State Law Issues. Many states have requirements regarding the mandatory
or voluntary reporting of health information for various purposes,
such as maintaining records of births and deaths or engaging in activities
relating to the improvement of health care or the reduction of health
care costs. In addition, some states have enacted privacy laws or
other laws respecting the confidentiality of medical information
that have requirements different from, and in some cases more stringent
than, those described herein. To the extent that an applicable state
privacy law imposes requirements that are more restrictive than federal
privacy law, the state law will preempt the federal law.
Changes to This Notice
We reserve the right to change this Notice at any time. We reserve
the right to make the revised or changed Notice effective for medical
and billing information we already have about you as well as any
information we receive in the future. The effective date of the revised
Notice will be on the first page, in the top right-hand corner. As
of the effective date, distribution of the revised Notice that is
in effect will be the same as above in the section describing your
rights to receive a paper copy of the Notice.
Complaints
If you believe your privacy rights have been violated, you may file
a complaint with the facility or with the Secretary of the Department
of Health and Human Services.
To file a complaint with the facility, contact HIM Director, 1501
Burnet, Brownwood, Texas 76801 and (325) 649-3407, of the contact
person or office responsible for handling complaints. This should
be the same person or department listed on the first page as the
contact for more information about this Notice. If you prefer not
to speak with a local person, you may file a complaint with the facility
by calling this toll free anonymous hot line number, 1-800-345-8650.
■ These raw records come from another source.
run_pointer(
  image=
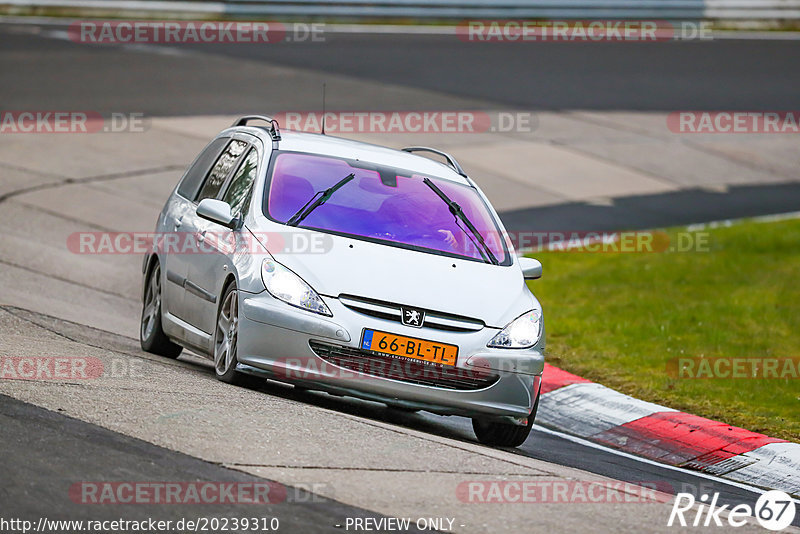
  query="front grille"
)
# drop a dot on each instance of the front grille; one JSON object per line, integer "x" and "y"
{"x": 392, "y": 312}
{"x": 403, "y": 369}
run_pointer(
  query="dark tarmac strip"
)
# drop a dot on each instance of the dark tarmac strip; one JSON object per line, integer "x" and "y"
{"x": 677, "y": 208}
{"x": 45, "y": 453}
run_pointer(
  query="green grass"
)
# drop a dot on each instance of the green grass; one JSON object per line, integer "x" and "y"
{"x": 618, "y": 318}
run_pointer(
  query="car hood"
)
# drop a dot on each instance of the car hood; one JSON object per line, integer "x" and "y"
{"x": 493, "y": 294}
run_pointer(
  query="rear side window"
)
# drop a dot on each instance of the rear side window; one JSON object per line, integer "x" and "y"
{"x": 194, "y": 176}
{"x": 221, "y": 169}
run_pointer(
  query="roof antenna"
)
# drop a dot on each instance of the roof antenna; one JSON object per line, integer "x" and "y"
{"x": 323, "y": 108}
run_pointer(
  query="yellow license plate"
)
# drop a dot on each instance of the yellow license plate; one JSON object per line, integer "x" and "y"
{"x": 409, "y": 347}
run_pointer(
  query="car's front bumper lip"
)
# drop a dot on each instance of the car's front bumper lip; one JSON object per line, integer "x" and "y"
{"x": 274, "y": 337}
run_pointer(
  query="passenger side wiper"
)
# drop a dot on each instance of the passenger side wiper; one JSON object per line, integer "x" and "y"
{"x": 318, "y": 199}
{"x": 455, "y": 209}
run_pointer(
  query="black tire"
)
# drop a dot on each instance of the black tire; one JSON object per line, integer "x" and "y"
{"x": 504, "y": 434}
{"x": 225, "y": 371}
{"x": 151, "y": 335}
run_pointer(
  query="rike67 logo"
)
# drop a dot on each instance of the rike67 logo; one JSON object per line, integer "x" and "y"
{"x": 774, "y": 510}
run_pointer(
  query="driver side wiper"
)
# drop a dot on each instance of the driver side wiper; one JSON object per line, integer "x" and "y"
{"x": 318, "y": 199}
{"x": 457, "y": 212}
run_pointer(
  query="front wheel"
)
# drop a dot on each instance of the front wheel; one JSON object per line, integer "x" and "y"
{"x": 504, "y": 434}
{"x": 226, "y": 338}
{"x": 151, "y": 335}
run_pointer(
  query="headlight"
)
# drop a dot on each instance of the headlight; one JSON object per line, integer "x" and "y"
{"x": 521, "y": 333}
{"x": 283, "y": 284}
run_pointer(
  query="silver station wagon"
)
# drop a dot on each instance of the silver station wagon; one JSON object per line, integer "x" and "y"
{"x": 348, "y": 268}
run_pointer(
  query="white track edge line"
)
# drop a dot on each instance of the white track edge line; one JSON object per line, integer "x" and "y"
{"x": 587, "y": 443}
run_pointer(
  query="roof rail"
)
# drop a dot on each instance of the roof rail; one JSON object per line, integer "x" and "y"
{"x": 450, "y": 159}
{"x": 274, "y": 129}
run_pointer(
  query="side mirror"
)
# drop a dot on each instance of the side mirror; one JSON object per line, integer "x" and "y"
{"x": 217, "y": 211}
{"x": 531, "y": 269}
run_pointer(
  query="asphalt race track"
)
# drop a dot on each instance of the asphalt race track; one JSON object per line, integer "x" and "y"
{"x": 173, "y": 421}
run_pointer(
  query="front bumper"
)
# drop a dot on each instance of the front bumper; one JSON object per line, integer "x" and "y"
{"x": 275, "y": 340}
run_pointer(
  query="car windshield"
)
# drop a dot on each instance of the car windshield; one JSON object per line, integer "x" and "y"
{"x": 384, "y": 204}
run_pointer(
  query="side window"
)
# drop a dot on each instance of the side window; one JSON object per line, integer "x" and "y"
{"x": 240, "y": 190}
{"x": 193, "y": 178}
{"x": 221, "y": 169}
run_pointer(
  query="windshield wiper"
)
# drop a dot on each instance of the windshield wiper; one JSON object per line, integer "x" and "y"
{"x": 318, "y": 199}
{"x": 455, "y": 209}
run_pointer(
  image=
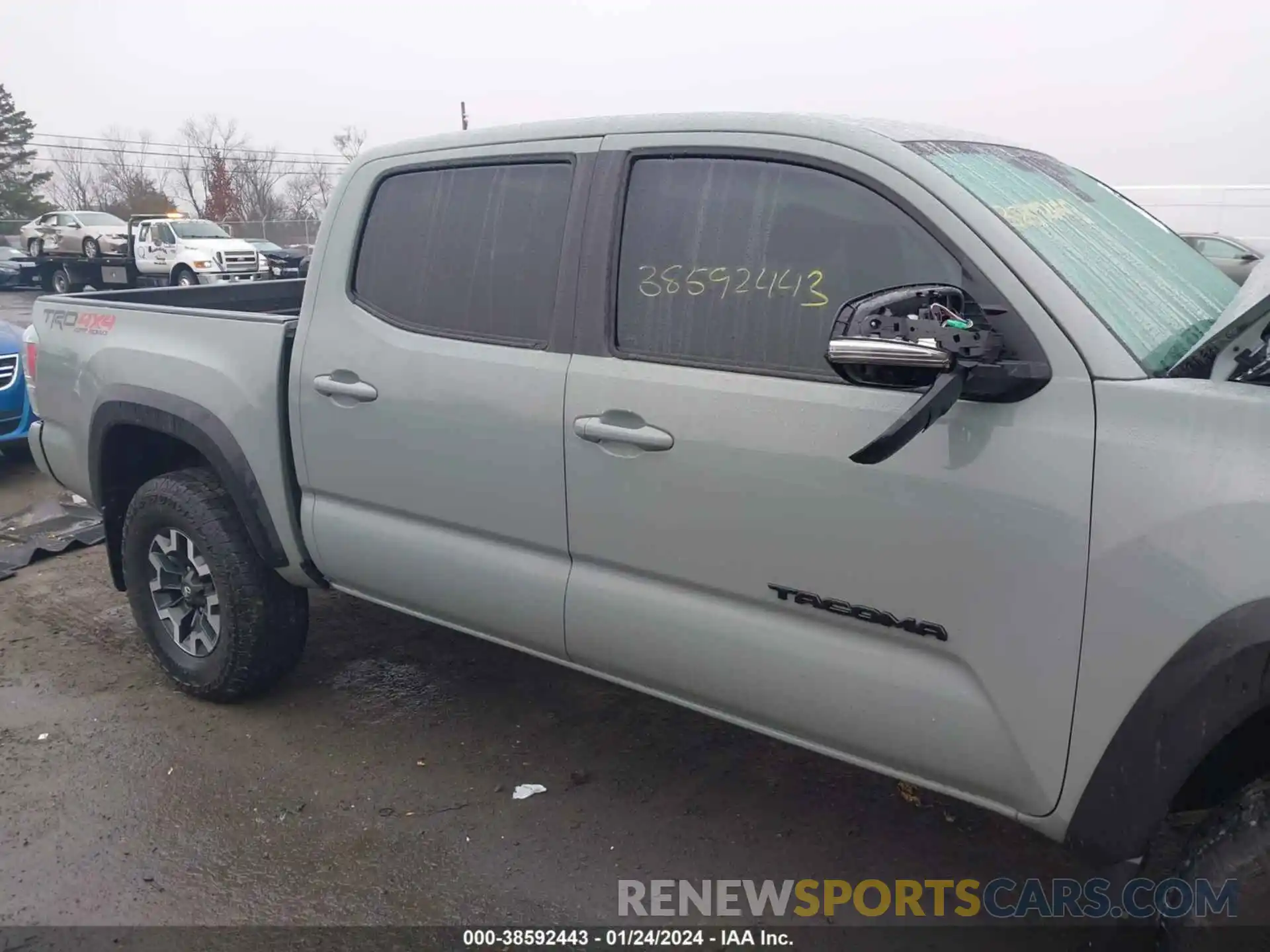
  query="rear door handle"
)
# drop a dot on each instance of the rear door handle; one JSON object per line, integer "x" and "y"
{"x": 633, "y": 430}
{"x": 360, "y": 390}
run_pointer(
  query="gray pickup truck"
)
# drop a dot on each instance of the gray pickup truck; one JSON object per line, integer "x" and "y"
{"x": 916, "y": 448}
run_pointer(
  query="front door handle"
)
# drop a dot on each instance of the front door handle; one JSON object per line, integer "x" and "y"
{"x": 622, "y": 428}
{"x": 357, "y": 390}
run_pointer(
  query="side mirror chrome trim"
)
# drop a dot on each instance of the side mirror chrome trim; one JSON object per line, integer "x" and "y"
{"x": 887, "y": 353}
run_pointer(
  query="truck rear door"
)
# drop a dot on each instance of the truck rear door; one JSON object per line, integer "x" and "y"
{"x": 429, "y": 386}
{"x": 921, "y": 615}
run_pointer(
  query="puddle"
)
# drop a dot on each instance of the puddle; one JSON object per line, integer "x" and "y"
{"x": 379, "y": 683}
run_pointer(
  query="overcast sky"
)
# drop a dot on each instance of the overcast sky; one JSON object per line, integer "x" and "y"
{"x": 1179, "y": 95}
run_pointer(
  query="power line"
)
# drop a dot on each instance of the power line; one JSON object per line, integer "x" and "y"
{"x": 182, "y": 145}
{"x": 146, "y": 153}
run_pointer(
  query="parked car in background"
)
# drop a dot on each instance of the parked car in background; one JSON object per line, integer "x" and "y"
{"x": 16, "y": 268}
{"x": 89, "y": 234}
{"x": 15, "y": 404}
{"x": 1235, "y": 258}
{"x": 284, "y": 262}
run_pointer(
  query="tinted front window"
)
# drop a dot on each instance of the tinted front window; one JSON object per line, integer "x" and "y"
{"x": 745, "y": 263}
{"x": 469, "y": 252}
{"x": 1147, "y": 286}
{"x": 101, "y": 219}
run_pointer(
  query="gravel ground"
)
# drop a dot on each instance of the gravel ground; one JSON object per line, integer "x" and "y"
{"x": 374, "y": 787}
{"x": 16, "y": 306}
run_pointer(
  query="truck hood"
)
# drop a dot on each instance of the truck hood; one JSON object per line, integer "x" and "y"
{"x": 1250, "y": 305}
{"x": 214, "y": 245}
{"x": 11, "y": 339}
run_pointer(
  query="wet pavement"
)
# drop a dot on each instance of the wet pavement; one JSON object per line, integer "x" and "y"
{"x": 375, "y": 785}
{"x": 16, "y": 306}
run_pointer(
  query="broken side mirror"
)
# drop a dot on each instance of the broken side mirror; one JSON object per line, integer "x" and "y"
{"x": 931, "y": 337}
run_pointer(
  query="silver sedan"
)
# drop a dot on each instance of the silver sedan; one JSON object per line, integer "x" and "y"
{"x": 89, "y": 234}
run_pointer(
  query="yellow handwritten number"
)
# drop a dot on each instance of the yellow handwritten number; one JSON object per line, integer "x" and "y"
{"x": 672, "y": 286}
{"x": 646, "y": 284}
{"x": 813, "y": 287}
{"x": 689, "y": 282}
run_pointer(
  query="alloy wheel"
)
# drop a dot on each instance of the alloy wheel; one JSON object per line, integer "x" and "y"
{"x": 185, "y": 593}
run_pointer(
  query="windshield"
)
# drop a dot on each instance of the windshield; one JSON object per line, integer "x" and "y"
{"x": 198, "y": 229}
{"x": 1152, "y": 290}
{"x": 99, "y": 219}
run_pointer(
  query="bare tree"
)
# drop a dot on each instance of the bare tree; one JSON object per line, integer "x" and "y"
{"x": 130, "y": 177}
{"x": 204, "y": 143}
{"x": 349, "y": 141}
{"x": 74, "y": 183}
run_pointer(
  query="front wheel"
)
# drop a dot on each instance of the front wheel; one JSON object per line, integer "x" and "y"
{"x": 63, "y": 284}
{"x": 1234, "y": 847}
{"x": 220, "y": 622}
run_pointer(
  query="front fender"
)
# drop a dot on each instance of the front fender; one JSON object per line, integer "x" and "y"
{"x": 1216, "y": 682}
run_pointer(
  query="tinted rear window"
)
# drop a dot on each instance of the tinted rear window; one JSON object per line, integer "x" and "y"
{"x": 470, "y": 252}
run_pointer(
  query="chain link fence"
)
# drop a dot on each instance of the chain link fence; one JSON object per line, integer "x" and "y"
{"x": 1240, "y": 211}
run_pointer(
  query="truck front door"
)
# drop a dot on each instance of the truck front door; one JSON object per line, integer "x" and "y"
{"x": 429, "y": 387}
{"x": 921, "y": 615}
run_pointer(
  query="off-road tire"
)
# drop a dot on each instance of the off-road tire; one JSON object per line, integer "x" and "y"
{"x": 263, "y": 619}
{"x": 62, "y": 284}
{"x": 1232, "y": 844}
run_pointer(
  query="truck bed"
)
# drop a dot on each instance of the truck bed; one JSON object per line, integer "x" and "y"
{"x": 229, "y": 299}
{"x": 108, "y": 361}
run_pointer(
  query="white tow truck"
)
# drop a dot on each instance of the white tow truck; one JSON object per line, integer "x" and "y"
{"x": 171, "y": 249}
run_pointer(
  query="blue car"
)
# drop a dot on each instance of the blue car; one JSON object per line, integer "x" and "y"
{"x": 15, "y": 408}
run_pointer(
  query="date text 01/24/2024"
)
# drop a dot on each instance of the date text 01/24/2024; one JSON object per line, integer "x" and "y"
{"x": 578, "y": 937}
{"x": 736, "y": 281}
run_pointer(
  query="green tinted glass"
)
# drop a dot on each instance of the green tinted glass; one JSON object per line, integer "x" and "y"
{"x": 1152, "y": 290}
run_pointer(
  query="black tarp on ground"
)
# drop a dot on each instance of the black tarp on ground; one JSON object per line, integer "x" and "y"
{"x": 45, "y": 528}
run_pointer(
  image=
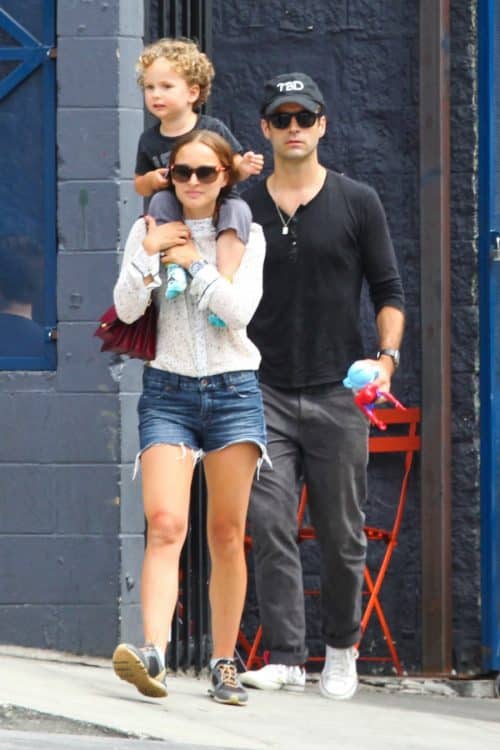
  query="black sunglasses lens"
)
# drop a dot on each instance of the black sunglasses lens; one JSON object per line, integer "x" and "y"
{"x": 282, "y": 120}
{"x": 181, "y": 173}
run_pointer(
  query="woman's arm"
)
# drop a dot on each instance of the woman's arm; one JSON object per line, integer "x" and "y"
{"x": 234, "y": 302}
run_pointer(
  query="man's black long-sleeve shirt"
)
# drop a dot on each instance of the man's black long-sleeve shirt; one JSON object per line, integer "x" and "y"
{"x": 307, "y": 325}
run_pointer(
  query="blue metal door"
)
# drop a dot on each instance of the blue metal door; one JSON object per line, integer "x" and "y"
{"x": 27, "y": 185}
{"x": 489, "y": 269}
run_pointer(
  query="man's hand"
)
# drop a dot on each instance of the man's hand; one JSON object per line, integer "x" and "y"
{"x": 250, "y": 164}
{"x": 150, "y": 182}
{"x": 385, "y": 368}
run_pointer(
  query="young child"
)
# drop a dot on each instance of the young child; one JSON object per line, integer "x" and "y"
{"x": 176, "y": 78}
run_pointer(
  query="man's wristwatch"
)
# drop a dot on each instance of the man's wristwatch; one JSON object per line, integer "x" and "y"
{"x": 392, "y": 353}
{"x": 196, "y": 266}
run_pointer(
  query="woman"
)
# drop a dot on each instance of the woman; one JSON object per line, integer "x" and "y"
{"x": 200, "y": 400}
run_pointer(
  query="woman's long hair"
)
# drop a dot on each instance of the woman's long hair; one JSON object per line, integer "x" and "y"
{"x": 221, "y": 149}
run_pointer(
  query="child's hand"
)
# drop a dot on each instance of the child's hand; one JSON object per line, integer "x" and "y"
{"x": 158, "y": 179}
{"x": 250, "y": 164}
{"x": 160, "y": 238}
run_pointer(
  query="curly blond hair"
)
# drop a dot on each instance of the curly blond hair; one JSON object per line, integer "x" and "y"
{"x": 186, "y": 58}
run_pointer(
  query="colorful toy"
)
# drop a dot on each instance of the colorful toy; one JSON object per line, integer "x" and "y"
{"x": 361, "y": 377}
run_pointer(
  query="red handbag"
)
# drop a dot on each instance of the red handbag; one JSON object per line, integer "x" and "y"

You will not be retaliated against or penalized for filing a complaint.
The Secretary of the Department of Health and Human Services may
be contacted at 200 Independence Ave., S.W.; Washington, D.C. 20201
or by phone at 1-877-696-6775.
The Joint Commission on Accreditation of Healthcare Organizations has a toll-free hotline to provide patients, their families, caregivers, and others with an opportunity to share concerns regarding quality-of-care issues at accredited health care organizations. The toll-free number is 800-994-6610 and is available 24 hours a day, seven days a week; however, staff members are available weekdays between 8:30 a.m. and 5:00 p.m. central standard time to answer calls.